Chapitre 3

Vente en ligne et Internalisation des opérations internet : échouer pour mieux rebondir

« Au début, je listais les coordonnées des membres à la main. Trois à quatre mille, cela fait beaucoup. Et le fichier ne cessait de s’agrandir, les membres invités pouvant parrainer quelqu’un. J’ai donc investi dans un ordinateur : 80 000 francs, une somme gigantesque! J’ai engagé un informaticien — alors étudiant et aujourd’hui actionnaire de Caméléon — afin d’encoder les fichiers clients. »

 

« Au début des années 2000, on m’a conseillé de lancer le concept sur le net. Vu l’éclatement de la bulle internet, nous avons retardé ce projet jusqu’à la fin de 2007. » Les ventes en ligne commencent à décoller l’année suivante, avant de connaître une forte croissance dès 2009.

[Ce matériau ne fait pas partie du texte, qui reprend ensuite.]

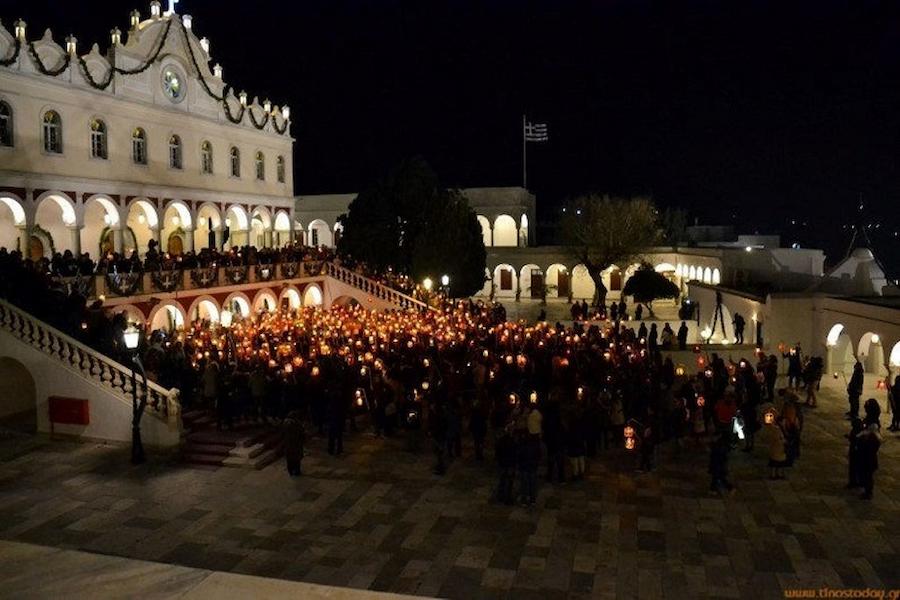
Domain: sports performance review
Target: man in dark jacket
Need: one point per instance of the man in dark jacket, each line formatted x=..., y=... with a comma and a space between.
x=293, y=443
x=854, y=389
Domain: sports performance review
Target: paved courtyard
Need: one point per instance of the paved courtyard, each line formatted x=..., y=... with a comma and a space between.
x=378, y=519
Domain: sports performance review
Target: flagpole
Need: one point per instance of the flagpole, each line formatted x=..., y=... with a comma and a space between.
x=524, y=156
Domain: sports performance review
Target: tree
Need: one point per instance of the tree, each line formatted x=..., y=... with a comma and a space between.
x=600, y=231
x=646, y=285
x=409, y=222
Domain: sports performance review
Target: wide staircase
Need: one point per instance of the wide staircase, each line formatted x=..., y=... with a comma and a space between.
x=247, y=445
x=63, y=367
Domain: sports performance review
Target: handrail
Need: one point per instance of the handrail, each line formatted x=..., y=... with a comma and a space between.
x=89, y=363
x=370, y=286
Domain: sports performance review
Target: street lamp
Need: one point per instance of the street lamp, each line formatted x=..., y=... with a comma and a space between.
x=132, y=338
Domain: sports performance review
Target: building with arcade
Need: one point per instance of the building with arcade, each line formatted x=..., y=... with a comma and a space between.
x=105, y=150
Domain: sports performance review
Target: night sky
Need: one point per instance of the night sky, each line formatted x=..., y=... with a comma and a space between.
x=751, y=113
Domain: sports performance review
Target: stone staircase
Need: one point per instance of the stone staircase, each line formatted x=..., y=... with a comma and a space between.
x=247, y=446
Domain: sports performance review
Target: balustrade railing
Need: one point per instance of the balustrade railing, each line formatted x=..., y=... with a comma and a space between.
x=129, y=284
x=371, y=287
x=74, y=355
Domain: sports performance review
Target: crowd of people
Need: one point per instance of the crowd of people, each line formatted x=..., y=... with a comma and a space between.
x=536, y=394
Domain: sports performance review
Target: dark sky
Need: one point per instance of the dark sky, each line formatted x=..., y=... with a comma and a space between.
x=757, y=113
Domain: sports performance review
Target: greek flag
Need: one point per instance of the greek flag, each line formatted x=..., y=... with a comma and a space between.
x=536, y=132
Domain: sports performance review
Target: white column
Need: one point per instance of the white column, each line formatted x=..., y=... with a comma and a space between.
x=188, y=239
x=118, y=240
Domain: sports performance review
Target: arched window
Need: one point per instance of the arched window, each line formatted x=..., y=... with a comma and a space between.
x=139, y=146
x=260, y=166
x=98, y=139
x=175, y=152
x=206, y=157
x=235, y=162
x=5, y=124
x=280, y=169
x=52, y=132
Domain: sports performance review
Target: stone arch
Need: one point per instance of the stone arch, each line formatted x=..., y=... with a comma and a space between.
x=319, y=233
x=529, y=287
x=282, y=226
x=142, y=218
x=485, y=230
x=840, y=350
x=238, y=223
x=13, y=222
x=312, y=295
x=505, y=281
x=265, y=299
x=101, y=219
x=238, y=303
x=582, y=284
x=871, y=353
x=204, y=308
x=261, y=225
x=291, y=296
x=168, y=315
x=209, y=220
x=559, y=281
x=18, y=395
x=506, y=232
x=55, y=214
x=177, y=221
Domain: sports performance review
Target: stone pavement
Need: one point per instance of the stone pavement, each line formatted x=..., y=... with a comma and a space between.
x=378, y=519
x=30, y=571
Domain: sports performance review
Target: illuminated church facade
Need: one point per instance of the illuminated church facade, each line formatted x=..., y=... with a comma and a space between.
x=108, y=150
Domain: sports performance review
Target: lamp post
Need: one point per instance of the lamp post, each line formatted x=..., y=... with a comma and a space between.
x=225, y=321
x=132, y=340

« Au cours des années de croissance qu’a connues Caméléon de 2008 à 2012, la société a bouillonné d’énergie. La branche internet a généré grosso modo un chiffre d’affaires de 30 millions d’euros et la branche physique tout autant. » L’entreprise compte alors 260 employés et les récompenses pleuvent. Puis les difficultés se présentent. La construction du bâtiment de Woluwe et le lancement des activités internet ont été opérés en même temps. Si, au départ, Caméléon sous-traite la logistique des opérations internet, la société décide de prendre en charge cette partie du travail et se dote d’un entrepôt de 10 000 m2. « Une erreur. Ce n’était pas notre métier.

 

À partir de la fin de 2013, nous avons connu un ralentissement de la croissance et sommes entrés dans une déroute financière. Les prévisions de croissance ne se sont pas confirmées dans les faits, ce qui a impacté les coûts. Nous avons dû passer par une phase de réorganisation et vendre la branche internet, reprise par un concurrent avec une partie du personnel. Malgré les décisions douloureuses qui ont été prises, l’esprit d’entraide et d’écoute entre les employés est resté fort. »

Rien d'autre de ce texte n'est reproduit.